For Mr Turnbull the political questions are whether he can devise a plan that provides more generation without more subsidies and whether, as the Coalition’s leading climate evangelist, he can carry the public argument about elevating price and reliability decisively ahead of green aspirations. He will be accused daily of running Mr Abbott’s agenda rather than his own. But if there is a clear choice at the next election between economic responsibility and green adventurism, then he will have given voters a worthwhile choice and the Coalition a fighting chance.
The Australian

Tony Abbott’s policy would give the Coalition a real fighting chance.

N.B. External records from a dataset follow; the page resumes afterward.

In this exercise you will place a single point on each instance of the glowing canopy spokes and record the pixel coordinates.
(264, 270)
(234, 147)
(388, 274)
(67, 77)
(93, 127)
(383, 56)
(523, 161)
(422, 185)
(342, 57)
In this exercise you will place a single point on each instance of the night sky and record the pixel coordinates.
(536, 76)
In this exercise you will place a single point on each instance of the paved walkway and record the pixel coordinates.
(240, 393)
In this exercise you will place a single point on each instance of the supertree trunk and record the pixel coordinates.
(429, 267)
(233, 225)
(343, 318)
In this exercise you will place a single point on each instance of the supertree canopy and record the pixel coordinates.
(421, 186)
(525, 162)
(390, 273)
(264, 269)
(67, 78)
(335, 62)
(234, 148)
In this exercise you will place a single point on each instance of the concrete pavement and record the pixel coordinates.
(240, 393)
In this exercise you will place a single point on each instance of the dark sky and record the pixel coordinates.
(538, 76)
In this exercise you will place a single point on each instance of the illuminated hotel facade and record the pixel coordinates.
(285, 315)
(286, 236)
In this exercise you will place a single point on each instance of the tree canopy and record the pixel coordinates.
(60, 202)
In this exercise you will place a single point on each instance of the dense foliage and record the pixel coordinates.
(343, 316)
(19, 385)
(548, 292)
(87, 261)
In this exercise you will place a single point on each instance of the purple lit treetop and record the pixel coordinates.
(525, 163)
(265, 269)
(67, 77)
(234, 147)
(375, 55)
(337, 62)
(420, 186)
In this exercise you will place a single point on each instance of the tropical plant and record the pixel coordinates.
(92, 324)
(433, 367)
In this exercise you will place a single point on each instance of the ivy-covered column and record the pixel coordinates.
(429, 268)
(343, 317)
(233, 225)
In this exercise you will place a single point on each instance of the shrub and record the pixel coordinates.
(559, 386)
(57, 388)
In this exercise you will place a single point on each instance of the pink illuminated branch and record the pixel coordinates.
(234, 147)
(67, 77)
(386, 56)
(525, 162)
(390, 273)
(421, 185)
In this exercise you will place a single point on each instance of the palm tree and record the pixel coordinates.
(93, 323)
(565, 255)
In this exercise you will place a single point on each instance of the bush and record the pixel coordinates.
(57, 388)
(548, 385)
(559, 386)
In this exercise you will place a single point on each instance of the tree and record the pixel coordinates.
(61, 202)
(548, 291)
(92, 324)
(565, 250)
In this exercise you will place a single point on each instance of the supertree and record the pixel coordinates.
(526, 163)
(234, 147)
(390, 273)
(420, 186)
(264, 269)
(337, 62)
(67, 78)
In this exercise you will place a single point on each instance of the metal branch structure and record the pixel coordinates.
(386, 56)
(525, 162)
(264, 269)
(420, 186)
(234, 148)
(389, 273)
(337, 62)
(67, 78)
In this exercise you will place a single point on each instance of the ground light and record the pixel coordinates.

3 thoughts on “Wind Industry’s Armageddon: Liberals Join Nationals to Demand an End to Subsidies

  1. Something thing which confuses me is that Turnbull and co are talking ‘batteries’, as if they have been proven to be useful and are already installed and working. In the media we have people including MP’s talking of these things in glowing tones as they did with Turbines – and where did that get us?
    We don’t have proof, we have to wait and see what happens at Hornsdale (or is it Muskville), but those of us with some common sense know these things will not be the saviour the nincompoops seem to thing they already are. They’re once again swallowing the fast sales pitch – when will they learn?
    Why even include them in terms of storage of energy thereby giving the greedy hostile wind maniacs a straw to cling too?
    The announced changes today, I can’t yet think of as policy because there is still too much to be decided on and explained by the Government before it can be called a worthwhile policy, the titbits handed out today while a good thing are too little and lets hope it isn’t too little to late.
    We need more action, we need to know we will have secure base-load supply at more than the measly amount predicted will be saved on energy bills, we need a complete overhaul of the system, a overhaul which will bring these energy suppliers to heal, making electricity truly affordable for everyone.
    We need to see the RET abolished and an immediate stop to any more Wind energy being installed.
    We need things to happen now not in 2 years time, we need to know that our future energy supplies are secure and affordable. How many people can wait another 2 years to get relief on the cost of their energy when they can’t afford it now.
    We need changes secured so they cannot be overturned by a wimpy wailing Labor Party hunkering down with the green jelly mob, who spout environmental concerns all while supporting the destruction of the environment.
    Action speaks louder than words and its time we saw some firm action from our Federal Government.

  2. What the hell’s going on?

    I’m hearing that a couple of rent seekers here in the renewable wonderland of SA have just signed up for a 3 month open learning course on Nuclear energy from the University of Mykonos.

    I guess you just cant keep good men down!